The 1967 AFL-NFL Draft was held in New York City in March. The Saints traded the first pick of the draft to the Baltimore Colts in exchange for Gary Cuazzo, a journeyman quarterback who split time with Kilmer. The Colts used the pick to select Bubba Smith, a defensive end from Michigan State who went on to become a first team All-Pro. New Orleans then used their first pick—26th overall and last of the first round—to select Leslie Kelly, a running back from Alabama, who never started a game and was out of the league in three years. One spot later, they took Bo Burris, a quarterback out of Houston whom the Saints converted to defensive back. Like Kelly, Burris was out of football by 1969. In the 17th round, New Orleans drafted Danny Abramowicz, a slow-footed, sure-handed receiver out of Cincinnati’s Xavier University. Abramowicz cracked the starting lineup in Week Seven and caught a dozen passes for 156 yards. He went on to lead the team in receptions and scored six touchdowns on the season, one of which covered 80 yards. Abramowicz became a star, going on to catch at least one pass in an NFL-record 105 consecutive games and surpassing the mark of the great Lance Alworth [Daily Dose, 4/28/16]. In 1988, Danny Abramowicz was inducted into the New Orleans Saints Hall of Fame.
Fullback Jim Taylor was the first NFL player to rush for over 1,000 yards in five straight seasons. Along with Hornung, he was part of the Green Bay Packer backfield that won four NFL titles in six years. A Louisiana native and All-American at LSU, Taylor signed a ten-year, $ 400,000 contract with the Saints in July 1967. After gaining 390 yards and scoring two touchdowns in the Saints’ inaugural year, he retired from football after just one season in New Orleans. Ten days after signing Taylor, New Orleans obtained eight-time Pro Bowler Doug Atkins from the Chicago Bears. Atkins, who was later elected to the Pro Football Hall of Fame, made second team All-Pro for New Orleans in 1968. He retired following the 1969 season. Taylor and Atkins are the only two players in New Orleans Saints history to have their numbers retired.

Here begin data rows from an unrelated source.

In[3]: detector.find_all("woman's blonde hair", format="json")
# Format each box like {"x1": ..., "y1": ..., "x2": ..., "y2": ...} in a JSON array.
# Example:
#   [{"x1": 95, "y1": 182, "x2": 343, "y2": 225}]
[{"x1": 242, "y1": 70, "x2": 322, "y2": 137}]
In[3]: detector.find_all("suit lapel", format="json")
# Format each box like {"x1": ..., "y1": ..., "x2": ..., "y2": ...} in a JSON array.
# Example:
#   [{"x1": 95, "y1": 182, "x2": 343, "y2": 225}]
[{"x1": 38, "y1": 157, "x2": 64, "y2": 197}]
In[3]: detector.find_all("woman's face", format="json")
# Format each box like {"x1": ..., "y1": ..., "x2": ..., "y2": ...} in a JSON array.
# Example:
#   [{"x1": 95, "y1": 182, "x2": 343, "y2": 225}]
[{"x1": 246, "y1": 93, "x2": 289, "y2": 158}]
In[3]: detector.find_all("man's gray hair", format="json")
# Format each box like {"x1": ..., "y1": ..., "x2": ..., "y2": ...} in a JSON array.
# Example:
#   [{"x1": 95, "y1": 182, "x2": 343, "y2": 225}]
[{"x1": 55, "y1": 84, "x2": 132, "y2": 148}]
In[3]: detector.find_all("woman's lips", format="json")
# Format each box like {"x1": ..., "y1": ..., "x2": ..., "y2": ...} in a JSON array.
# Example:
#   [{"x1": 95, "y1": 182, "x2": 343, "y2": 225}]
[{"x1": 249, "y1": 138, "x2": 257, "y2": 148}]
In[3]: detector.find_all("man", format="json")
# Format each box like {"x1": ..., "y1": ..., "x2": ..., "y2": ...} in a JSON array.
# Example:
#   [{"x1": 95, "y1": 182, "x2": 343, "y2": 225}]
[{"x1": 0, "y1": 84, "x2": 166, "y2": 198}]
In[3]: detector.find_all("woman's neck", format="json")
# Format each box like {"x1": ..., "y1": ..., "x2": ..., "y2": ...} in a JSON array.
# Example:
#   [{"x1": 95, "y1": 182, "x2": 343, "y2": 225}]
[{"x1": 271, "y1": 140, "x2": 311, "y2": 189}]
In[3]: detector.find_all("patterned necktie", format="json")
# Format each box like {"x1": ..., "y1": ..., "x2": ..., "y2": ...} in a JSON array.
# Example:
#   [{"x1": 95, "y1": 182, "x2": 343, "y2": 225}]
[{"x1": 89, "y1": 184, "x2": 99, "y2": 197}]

After going 5-1 in the preseason, the Saints opened the 1967 regular season at Tulane Stadium, which would be their home until the Louisiana Superdome opened in 1975. Led by rookie head coach Tom Fears, the first of 16 head coaches in franchise history, the Saints elected to receive the football after winning the coin-toss. On the first play in franchise history, John Gilliam returned the opening kickoff 94 yards for a touchdown, but the Saints lost to the Los Angeles Rams, 27-13. New Orleans lost their first seven games before beating Philadelphia 31-24, in early November when wide receiver “Flea” Roberts caught three touchdown passes. Three weeks later, a Tulane Stadium-record crowd of 83,437 saw the Saints down the Falcons by a field goal on Thanksgiving Weekend. New Orleans finished the season in Washington, where they beat the Redskins 30-14. In their first year of existence, the New Orleans Saints finished the 1967 season 3-11, setting an NFL record for most wins by an expansion team. Their offense ranked 12th in the league while the defense ranked 13th, and the club finished in last place in the NFL’s four-team Capital Division.
Fifty years ago today, the NFL’s New Orleans football franchise announced that its fans had chosen the nickname “Saints” in a naming contest sponsored by the New Orleans States-Item newspaper.